Question

A capacitor of capacitance 100 µF is connected to a battery of 20 volts for a long time and then disconnected from it. It is now connected across a long solenoid having 4000 turns per metre. It is found that the potential difference across the capacitor drops to 90% of its maximum value in 2.0 seconds.

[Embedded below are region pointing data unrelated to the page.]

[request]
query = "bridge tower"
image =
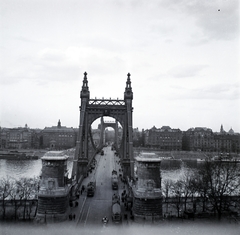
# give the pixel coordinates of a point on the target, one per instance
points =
(90, 110)
(53, 195)
(104, 125)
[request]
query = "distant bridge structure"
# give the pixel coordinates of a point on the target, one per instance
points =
(90, 110)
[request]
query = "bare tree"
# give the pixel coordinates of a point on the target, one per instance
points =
(166, 189)
(27, 188)
(218, 182)
(5, 191)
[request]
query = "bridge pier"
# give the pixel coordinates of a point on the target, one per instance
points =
(53, 196)
(147, 194)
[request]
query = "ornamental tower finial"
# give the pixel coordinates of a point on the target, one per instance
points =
(85, 92)
(128, 94)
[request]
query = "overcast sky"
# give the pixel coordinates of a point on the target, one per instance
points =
(183, 56)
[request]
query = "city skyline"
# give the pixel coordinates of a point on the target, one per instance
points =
(183, 59)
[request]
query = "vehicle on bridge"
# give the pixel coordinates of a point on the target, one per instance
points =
(116, 213)
(91, 187)
(115, 198)
(114, 180)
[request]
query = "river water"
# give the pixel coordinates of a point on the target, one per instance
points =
(16, 169)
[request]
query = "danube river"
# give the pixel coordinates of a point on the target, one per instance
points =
(16, 169)
(25, 168)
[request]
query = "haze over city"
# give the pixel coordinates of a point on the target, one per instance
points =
(183, 57)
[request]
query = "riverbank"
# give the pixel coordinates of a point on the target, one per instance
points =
(21, 154)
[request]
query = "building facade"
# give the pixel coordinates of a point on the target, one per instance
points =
(58, 137)
(16, 138)
(164, 138)
(204, 139)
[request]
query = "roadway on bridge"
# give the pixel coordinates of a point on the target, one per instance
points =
(98, 206)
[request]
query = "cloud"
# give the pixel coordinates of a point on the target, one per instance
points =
(187, 71)
(211, 92)
(216, 19)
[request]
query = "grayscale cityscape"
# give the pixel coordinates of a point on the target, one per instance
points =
(119, 117)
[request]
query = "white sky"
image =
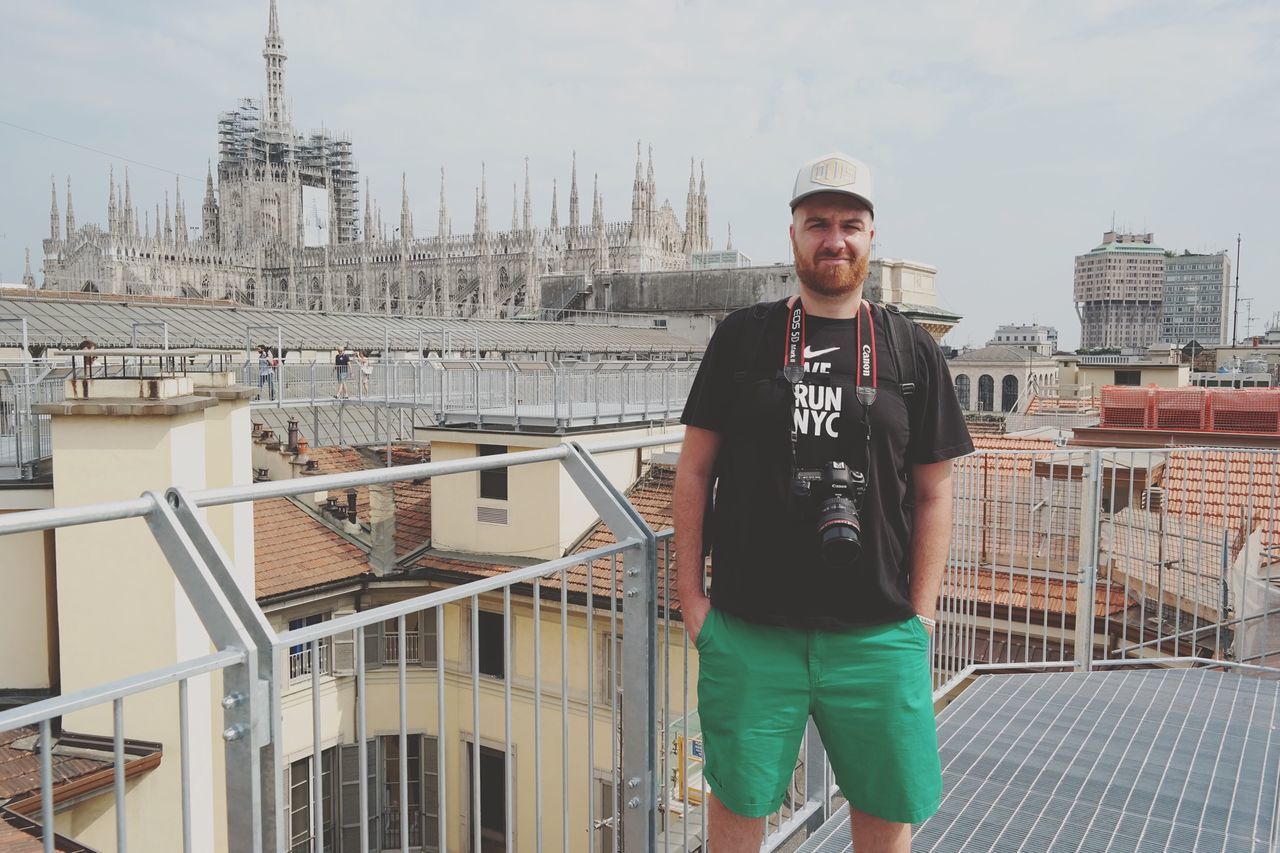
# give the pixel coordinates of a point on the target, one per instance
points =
(1004, 137)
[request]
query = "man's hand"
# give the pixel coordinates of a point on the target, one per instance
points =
(694, 612)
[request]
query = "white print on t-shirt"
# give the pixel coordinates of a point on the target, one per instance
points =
(817, 409)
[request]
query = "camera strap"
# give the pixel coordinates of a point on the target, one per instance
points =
(792, 363)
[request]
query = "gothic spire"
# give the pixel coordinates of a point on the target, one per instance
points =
(442, 228)
(209, 210)
(54, 219)
(168, 222)
(597, 209)
(179, 214)
(369, 214)
(27, 278)
(529, 200)
(274, 54)
(572, 197)
(112, 211)
(71, 210)
(131, 217)
(406, 217)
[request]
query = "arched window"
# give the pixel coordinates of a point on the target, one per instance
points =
(963, 391)
(986, 392)
(1008, 392)
(352, 293)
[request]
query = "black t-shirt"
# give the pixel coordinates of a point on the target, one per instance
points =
(763, 539)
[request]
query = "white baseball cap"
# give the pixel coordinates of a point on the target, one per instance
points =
(835, 173)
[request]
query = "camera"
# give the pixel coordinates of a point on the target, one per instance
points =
(840, 491)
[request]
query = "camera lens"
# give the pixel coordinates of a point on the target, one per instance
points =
(840, 533)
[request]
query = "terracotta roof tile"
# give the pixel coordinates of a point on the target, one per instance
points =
(295, 551)
(1235, 488)
(19, 769)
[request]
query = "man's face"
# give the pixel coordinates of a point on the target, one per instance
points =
(832, 238)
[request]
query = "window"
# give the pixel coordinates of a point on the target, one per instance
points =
(301, 803)
(493, 483)
(300, 655)
(493, 799)
(492, 660)
(986, 392)
(963, 391)
(383, 647)
(1008, 392)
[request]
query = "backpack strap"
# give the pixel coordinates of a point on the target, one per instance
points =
(901, 345)
(752, 338)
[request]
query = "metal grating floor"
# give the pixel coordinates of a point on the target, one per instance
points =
(1129, 762)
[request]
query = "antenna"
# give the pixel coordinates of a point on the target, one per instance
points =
(1235, 318)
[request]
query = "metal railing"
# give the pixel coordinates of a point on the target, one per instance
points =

Estimate the average magnetic field produced at the centre of the solenoid during this period. 

Answer 1

Given:
Capacitance, C = 100 microfarad
Voltage, V = 20 V
Charge stored in the capacitor, Q = CV 

\[= 100 \times {10}^{- 6} \times 20\]
\[ = 2 \times {10}^{- 3} C\]

It is given that the potential difference across the capacitor drops to 90% of its maximum value.
Thus,

\[V' = \frac{90}{100} \times 20 = 18 V\]
\[\text{ New charge, }Q' = CV' = 1 . 8 \times {10}^{- 3} C\]
\[\text{ Now, }\]
\[\text{ Current, i }= \frac{Q - Q'}{t}\]
\[ \Rightarrow i = \frac{(2 - 1 . 8) \times {10}^{- 3}}{2} = \frac{2 \times {10}^{- 4}}{2}\]
\[ \Rightarrow i = 1 \times {10}^{- 4} A\]

No. of turns per metre, n = 4000
Thus, the average magnetic field at the centre of the solenoid is given by

\[B = \mu_0 ni\]
\[ = 4\pi \times {10}^{- 7} \times 4000 \times {10}^{- 4} \]
\[ = 16\pi \times {10}^{- 8} \]T